“El Niño Republicano” fue un libro de lectura para la escuela primaria, escrito por el maestro santanderino Joaquín Seró y publicado por primera vez en Barcelona en agosto de 1932.
Sus 39 capítulos ofrecen una serie de lecturas breves para los niños centradas en la comprensión del significado de la República, sus símbolos, los acontecimientos históricos que la precedieron y algunos de los personajes históricos más representativos del espíritu republicano. Un libro, en definitiva, que, como puede leerse en el prólogo original de la obra, “tiene credo, tiene doctrina, tiene savia republicana, tiene enjundia educativa (…) y, sobre todo, un caudal considerabilísimo de conocimientos propios, adecuados para la formación de la conciencia republicana de la infancia”.
El librito, no hay duda, es hijo de su época y como tal hay que entenderlo. Lo alarmante es el interés de algunos en recuperar e imponer a todos precisamente lo más aberrante de ese momento histórico, lleno de resabios totalitarios. Y esta constatación nos traslada nuevamente al presente y a ese proyecto ideológico de alcance que se llama Educación para la Ciudadanía.
Podemos encontrar algunas claves de esta operación en la “Introducción” con la que, en esta edición facsímil, Agustín Escolano, actual Catedrático de la Universidad de Valladolid y activo impulsor de la “renovación pedagógica”, recrea el significado de “El Niño Republicano”.
Para Escolano, la República del 31 “abría a España a una nueva vida en común que conduciría (…) a la emancipación de las inteligencias y los afectos, y con ello a la construcción de los códigos de una nueva civilidad que terminaría por transformar nuestra propia identidad como pueblo y como nación. En aquella mutación, casi traumática, iban a desempeñar un papel esencial los niños y los maestros. Los unos serían los sujetos destinatarios de las nuevas estrategias de resocialización de las conciencias que la República ponía en marcha a través de la escuela, los libros y otras vías de influencia”.
La definición del propósito respecto a los alumnos no puede ser más explícita: “resocialización de las conciencias”. Una frase que, a cualquiera que tenga un mínimo aprecio por la libertad, fácilmente le habrá puesto la carne de gallina.
Jaime Urcelay





En un libro de texto, creo que de 5º de bachiller, estudiamos una asignatura titulada:”Geografía Politica”. Eran los años 50. En dicho texto (no recuerdo el autor), leí “…cualquier forma de gobierno es buena, siempre que sea justa”.
Creo que es la mejor respuesta al pobre Niño Republicano o al “simil” de ZP-11 (ver en droguerías)EpC.

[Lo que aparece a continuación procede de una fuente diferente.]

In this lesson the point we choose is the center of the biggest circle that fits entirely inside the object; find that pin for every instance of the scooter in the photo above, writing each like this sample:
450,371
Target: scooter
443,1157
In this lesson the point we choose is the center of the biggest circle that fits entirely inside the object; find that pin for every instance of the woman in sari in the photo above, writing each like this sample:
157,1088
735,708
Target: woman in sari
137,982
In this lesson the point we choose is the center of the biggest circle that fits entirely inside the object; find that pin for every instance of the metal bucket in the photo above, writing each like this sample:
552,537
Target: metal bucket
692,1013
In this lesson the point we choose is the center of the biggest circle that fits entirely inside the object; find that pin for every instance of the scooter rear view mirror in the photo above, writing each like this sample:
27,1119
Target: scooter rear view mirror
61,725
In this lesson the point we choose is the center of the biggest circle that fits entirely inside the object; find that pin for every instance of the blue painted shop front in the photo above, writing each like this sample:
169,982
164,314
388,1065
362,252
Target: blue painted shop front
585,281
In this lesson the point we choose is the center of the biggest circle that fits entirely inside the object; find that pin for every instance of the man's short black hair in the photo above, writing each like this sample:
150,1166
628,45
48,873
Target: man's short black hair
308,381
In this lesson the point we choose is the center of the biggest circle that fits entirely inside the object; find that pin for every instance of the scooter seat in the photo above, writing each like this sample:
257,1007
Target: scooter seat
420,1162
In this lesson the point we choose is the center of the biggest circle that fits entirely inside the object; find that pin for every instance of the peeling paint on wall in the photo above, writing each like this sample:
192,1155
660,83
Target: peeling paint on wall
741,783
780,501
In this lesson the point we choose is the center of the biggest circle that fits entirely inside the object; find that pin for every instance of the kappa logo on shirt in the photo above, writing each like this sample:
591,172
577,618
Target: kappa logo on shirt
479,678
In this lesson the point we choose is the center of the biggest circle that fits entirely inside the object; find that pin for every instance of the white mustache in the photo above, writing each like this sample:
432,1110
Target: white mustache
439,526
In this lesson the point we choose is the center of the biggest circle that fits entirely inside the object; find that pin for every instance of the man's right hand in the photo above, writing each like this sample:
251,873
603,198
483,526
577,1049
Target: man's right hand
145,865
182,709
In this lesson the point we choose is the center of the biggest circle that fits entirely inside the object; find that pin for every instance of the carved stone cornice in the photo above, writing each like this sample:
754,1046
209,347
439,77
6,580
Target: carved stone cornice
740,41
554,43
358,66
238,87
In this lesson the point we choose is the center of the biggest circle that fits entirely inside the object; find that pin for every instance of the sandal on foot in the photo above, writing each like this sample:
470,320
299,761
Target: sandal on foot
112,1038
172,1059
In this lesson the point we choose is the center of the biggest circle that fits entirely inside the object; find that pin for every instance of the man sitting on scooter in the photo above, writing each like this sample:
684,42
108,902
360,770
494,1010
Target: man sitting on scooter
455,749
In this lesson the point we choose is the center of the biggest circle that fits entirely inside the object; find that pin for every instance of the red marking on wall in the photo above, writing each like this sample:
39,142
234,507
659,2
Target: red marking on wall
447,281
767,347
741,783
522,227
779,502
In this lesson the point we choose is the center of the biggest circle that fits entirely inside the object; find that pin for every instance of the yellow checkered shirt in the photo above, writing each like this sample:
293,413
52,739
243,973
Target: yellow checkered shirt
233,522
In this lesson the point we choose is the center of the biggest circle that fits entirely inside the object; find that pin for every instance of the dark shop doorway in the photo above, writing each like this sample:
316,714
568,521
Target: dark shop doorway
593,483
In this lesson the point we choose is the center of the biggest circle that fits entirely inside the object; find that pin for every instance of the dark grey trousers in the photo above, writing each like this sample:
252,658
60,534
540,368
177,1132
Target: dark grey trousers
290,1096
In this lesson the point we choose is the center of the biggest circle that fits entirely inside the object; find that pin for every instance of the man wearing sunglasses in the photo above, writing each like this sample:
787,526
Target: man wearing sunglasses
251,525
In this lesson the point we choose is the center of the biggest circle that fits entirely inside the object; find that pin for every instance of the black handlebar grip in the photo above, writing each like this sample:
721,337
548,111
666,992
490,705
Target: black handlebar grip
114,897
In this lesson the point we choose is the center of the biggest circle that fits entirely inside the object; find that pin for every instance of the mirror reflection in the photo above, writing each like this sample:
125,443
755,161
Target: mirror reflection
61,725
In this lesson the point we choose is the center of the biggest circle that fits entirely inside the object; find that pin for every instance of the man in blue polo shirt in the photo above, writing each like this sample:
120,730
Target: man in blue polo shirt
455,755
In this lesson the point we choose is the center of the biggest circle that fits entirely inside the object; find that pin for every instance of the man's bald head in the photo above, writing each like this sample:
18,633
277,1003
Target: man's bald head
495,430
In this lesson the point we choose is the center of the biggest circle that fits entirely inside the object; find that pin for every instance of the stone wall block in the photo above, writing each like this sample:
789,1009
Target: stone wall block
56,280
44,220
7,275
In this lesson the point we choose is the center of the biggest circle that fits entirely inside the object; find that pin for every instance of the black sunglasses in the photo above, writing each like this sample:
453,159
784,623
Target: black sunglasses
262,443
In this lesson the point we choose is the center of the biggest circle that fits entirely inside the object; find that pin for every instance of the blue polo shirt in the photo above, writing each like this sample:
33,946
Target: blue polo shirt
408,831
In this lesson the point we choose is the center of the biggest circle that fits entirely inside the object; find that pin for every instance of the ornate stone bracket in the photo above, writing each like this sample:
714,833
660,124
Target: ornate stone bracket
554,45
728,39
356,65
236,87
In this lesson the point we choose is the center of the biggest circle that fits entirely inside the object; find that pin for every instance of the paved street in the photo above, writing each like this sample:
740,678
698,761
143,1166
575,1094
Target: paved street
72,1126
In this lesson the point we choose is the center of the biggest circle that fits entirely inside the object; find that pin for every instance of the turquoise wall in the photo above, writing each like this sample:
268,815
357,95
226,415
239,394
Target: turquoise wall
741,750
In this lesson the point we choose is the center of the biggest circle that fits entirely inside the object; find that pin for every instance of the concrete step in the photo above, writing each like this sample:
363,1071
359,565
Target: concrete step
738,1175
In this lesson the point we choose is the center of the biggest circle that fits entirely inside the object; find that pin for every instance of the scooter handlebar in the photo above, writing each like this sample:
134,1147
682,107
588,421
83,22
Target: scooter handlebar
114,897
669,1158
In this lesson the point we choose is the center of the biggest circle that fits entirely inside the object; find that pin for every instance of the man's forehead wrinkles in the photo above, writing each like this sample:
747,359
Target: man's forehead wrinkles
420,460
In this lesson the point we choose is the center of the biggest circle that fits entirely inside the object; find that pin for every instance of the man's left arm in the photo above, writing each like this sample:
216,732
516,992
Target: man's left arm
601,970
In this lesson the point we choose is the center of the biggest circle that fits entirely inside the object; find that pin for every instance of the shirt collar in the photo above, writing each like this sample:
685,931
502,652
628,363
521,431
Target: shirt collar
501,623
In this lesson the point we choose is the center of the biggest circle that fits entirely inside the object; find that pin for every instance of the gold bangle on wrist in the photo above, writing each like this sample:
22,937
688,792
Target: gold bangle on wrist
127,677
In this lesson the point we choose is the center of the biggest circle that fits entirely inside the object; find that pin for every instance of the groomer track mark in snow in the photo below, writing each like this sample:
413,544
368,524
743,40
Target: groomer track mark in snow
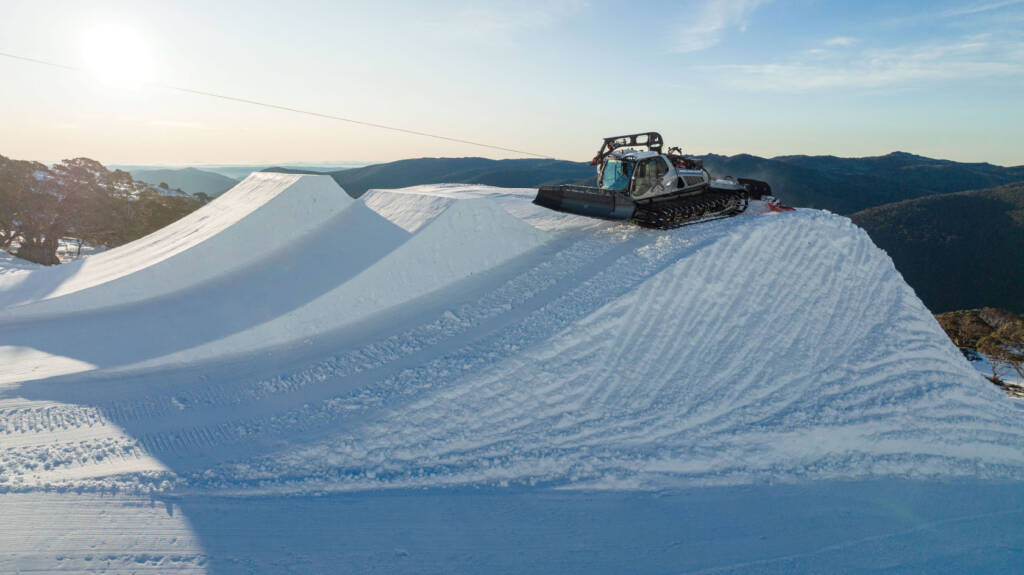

“Resocilialización de las conciencias” no era más que una forma suave de referirse a la “reeducación” marxista que se aplicó en la Urss y en China. Nos libramos una vez, pero vuelven a intentarlo. Un saludo.
Por ser justos con vosotros mismos y hablar con propiedad podiais poner como ejemplo el como se adoctrinaba en la epoca de Franco que de aqui no se libra ni la derecha ni la izquierda. que es mas moderno que un texto de los años 30.
Esa expresión de “resocialización de las conciencias” recuerda terroríficamente a lo sucedido en muchos países comunistas y que supo representar muy bien el director de cine Roland Joffe en aquella magnífica película sobre Camboya “Los gritos del silencio” (1984).
Pretender ser de izquierdas y ser demócrata es un antagonismo (como agua deshidratada). La izquierda tiene un germen y una tendencia totalitaria que siempre acaba por asomar.
Ángela, gracias por la aportación.
María, pues si un Estado totalitario siempre tiende a dominar la conciencia.
Demócrata, este es un ejemplo concreto pero efectivamente siempre hemos mantenido que el antecedente de EpC es la Formación del Espíritu Nacional franquista, independientemente de que la referencia ideológica de ZP sea la II República. Vamos, que una asignatura que pretenda formar la conciencia moral de manera obligatoria desde el Estado, sea cual sea el gobierno, es rechazable.
Juan, confiamos en que haya votantes de izquierdas sensatos y demócratas y que entiendan que el totalitarismo de todas las ideologías es inadmisible.
A todos, muchas gracias por vuestros comentarios.